SØREN SEJR. From Ashes to Painting.
SARP in collaboration with Palazzo Previtera is pleased to present ten works and one site-specific installation by the Danish artist  Soren Sejr. The artist is visiting Sicily for the first time, in residence at Palazzo Previtera. Fascinated by the architecture and archaeological finds, he interprets the signs, the analogies, the similarities between the peoples and the various cultures that have lived on this Mediterranean island and the relationship with the Volcano.  This three hundred and sixty-degree aesthetic experience is an inner journey for the artist to find himself, observe and see the landscape that surrounds him with new eyes. Søren Sejr, was influenced by the abstract expressionist movement and his style evolved over time. According to a progressive process of evolution, the abstract figures of the first period and the narrative sequences disappeared from his compositions and he began to work as a pure formalist, according to the models of color field painting, where the materials and surfaces of color become elements central to his works of art. Painting on large canvases and large surfaces has given him the possibility of being there in the work, of being part not only as an artist but also as a body that inhabits the canvases and at the same time emotionally involve the viewer as in this site-specific installation .

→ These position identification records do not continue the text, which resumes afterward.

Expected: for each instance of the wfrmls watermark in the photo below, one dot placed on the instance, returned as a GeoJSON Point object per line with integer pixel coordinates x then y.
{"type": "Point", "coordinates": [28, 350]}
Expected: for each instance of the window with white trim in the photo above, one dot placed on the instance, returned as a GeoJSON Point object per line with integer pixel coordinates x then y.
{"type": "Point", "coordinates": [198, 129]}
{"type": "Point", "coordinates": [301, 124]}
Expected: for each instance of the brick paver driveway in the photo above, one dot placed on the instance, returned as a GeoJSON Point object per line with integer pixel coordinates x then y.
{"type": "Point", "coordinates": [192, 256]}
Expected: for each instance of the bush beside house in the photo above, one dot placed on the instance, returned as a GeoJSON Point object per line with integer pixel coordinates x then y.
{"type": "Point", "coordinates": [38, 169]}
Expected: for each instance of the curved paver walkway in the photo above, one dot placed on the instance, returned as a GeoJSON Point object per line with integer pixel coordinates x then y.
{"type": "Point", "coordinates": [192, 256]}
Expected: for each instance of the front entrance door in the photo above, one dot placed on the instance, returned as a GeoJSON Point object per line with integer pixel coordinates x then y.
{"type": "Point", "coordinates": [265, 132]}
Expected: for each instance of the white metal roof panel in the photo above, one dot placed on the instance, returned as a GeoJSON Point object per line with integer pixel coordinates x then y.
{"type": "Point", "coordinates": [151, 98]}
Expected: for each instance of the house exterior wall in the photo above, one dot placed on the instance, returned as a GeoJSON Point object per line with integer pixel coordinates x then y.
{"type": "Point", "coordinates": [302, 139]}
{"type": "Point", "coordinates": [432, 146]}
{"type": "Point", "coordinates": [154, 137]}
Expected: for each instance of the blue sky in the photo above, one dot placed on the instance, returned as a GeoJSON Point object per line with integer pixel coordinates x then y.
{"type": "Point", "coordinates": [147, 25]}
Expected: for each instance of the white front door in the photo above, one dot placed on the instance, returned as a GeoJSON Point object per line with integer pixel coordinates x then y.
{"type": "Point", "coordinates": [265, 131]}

His art consists in the act of painting itself, in which the fields of color create spaces of existence and surreal elements that give access to what lies beyond the visible. Space is not only the visible, it is also the invisible. This careful investigation of space is extended to his site-specific installations composed of objects recovered in his field of action and investigation. A site-specific installation composed of a bamboo structure to build the cross vaults of Sicilian palaces, iron structures placed on the surface once used to distribute herbicides in the fields, a crane to lift the bags of hazelnuts. This installation makes us reflect on our past and on important ecological issues such as the use of herbicides in intensive agriculture.